Iteration 3: Finding Harder Examples
┌─────────────────────────────────────────────────────────────────┐
│ ITERATION 3 │
├─────────────────────────────────────────────────────────────────┤
│ │
│ Step 3.1: Select candidate_1 (still only one on frontier) │
│ │
│ Step 3.2: Sample next minibatch: [T8, T4, T6] │
│ │
│ Step 3.3: Evaluate candidate_1 on minibatch │
│ │
│ T8: "What is 7+8?" → Score 1.0 ✓ │
│ T4: "What is 10÷2?" → Score 1.0 ✓ │
│ T6: "What is 8-3?" → Score 1.0 ✓ │
│ │
│ Still perfect! Skip reflection again. │
│ │
│ Step 3.4: End of epoch! │
│ ───────────────────── │
│ │
│ We've now seen all 9 training examples. │
│ │
│ BatchSampler reshuffles for next epoch! │
│ New order: [T5, T1, T8, T3, T9, T6, T4, T2, T7] │
│ │
└─────────────────────────────────────────────────────────────────┘
The Complete Data Flow Diagram
┌─────────────────────────────────────────────────────────────────────────────┐
│ GEPA DATA FLOW │
├─────────────────────────────────────────────────────────────────────────────┤
│ │
│ ┌───────────────────┐ ┌───────────────────┐ │
│ │ TRAINSET │ │ VALSET │ │
│ │ │ │ │ │
│ │ T1, T2, T3... │ │ V1, V2, V3, V4 │ │
│ │ (many examples) │ │ (held-out test) │ │
│ └─────────┬─────────┘ └─────────┬─────────┘ │
│ │ │ │
│ │ Sample minibatch │ Full evaluation │
│ │ (3 examples) │ (all examples) │
│ │ │ │
│ ▼ │ │
│ ┌───────────────────┐ │ │
│ │ EXECUTE WITH │ │ │
│ │ TRACE CAPTURE │ │ │
│ │ │ │ │
│ │ "Why did this │ │ │
│ │ fail?" │ │ │
│ └─────────┬─────────┘ │ │
│ │ │ │
│ │ Traces + Scores │ │
│ │ │ │
│ ▼ │ │
│ ┌───────────────────┐ │ │
│ │ REFLECTION │ │ │
│ │ (GPT-4) │ │ │
│ │ │ │ │
│ │ "The prompt │ │ │
│ │ failed because │ │ │
│ │ ... Try this │ │ │
│ │ instead..." │ │ │
│ └─────────┬─────────┘ │ │
│ │ │ │
│ │ New candidate prompt │ │
│ │ │ │
│ ▼ │ │
│ ┌───────────────────┐ │ │
│ │ NEW CANDIDATE │──────────────────────────────┘ │
│ │ │ Evaluate on valset │
│ │ "Read the math │ (no traces needed, │
│ │ problem..." │ just scores) │
│ └─────────┬─────────┘ │
│ │ │
│ │ Scores on each validation example │
│ │ │
│ ▼ │
│ ┌───────────────────┐ │
│ │ PARETO FRONTIER │ │
│ │ UPDATE │ │
│ │ │ │
│ │ "Is this prompt │ │
│ │ better?
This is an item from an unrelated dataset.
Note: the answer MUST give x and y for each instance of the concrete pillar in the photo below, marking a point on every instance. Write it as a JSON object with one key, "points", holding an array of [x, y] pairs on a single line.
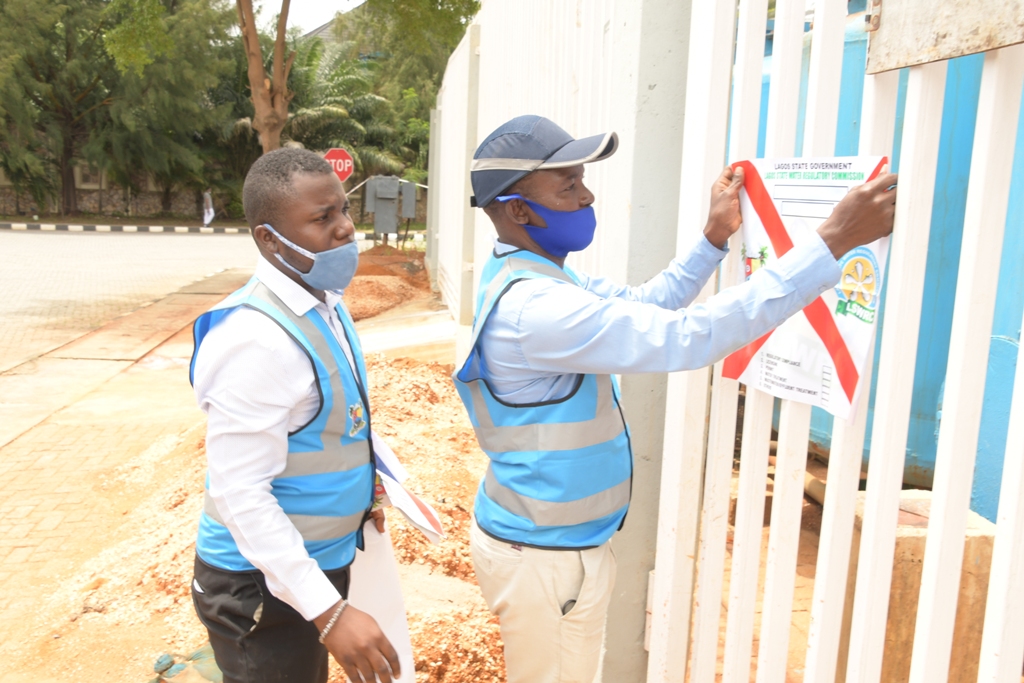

On │ │
│ │ which tasks?" │ │
│ └─────────┬─────────┘ │
│ │ │
│ │ Updated frontier │
│ │ │
│ ▼ │
│ ┌───────────────────┐ │
│ │ NEXT ITERATION │──────────────────┐ │
│ │ │ │ │
│ │ Select candidate │ │ │
│ │ from frontier │ │ │
│ └───────────────────┘ │ │
│ ▲ │ │
│ │ │ │
│ └────────────────────────────┘ │
│ LOOP │
│ │
└─────────────────────────────────────────────────────────────────────────────┘
Summary: The Two Data Paths
| Aspect | TRAINSET Path | VALSET Path |
|---|---|---|
| Purpose | Learn from mistakes | Measure true performance |
| When used | During reflection | After creating new candidate |
| How much | Small minibatch (3-5 examples) | All examples (or sample) |
| Traces captured? | YES (need to analyze) | NO (just need scores) |
| Output | Insights → New prompt | Scores → Pareto frontier |
| Analogy | Practice problems | Final exam |
Why This Separation Matters
Problem: Overfitting to Training Data
If we only used trainset for both learning AND scoring:
- Iteration 1: Learn from T1, T2, T3 → Create prompt that's perfect for T1, T2, T3
- Iteration 2: Score on T1, T2, T3 → "100%! We're done!"
- But on new data (V1, V2, V3, V4): "40%... oops"
The prompt memorized the practice test instead of learning to solve math.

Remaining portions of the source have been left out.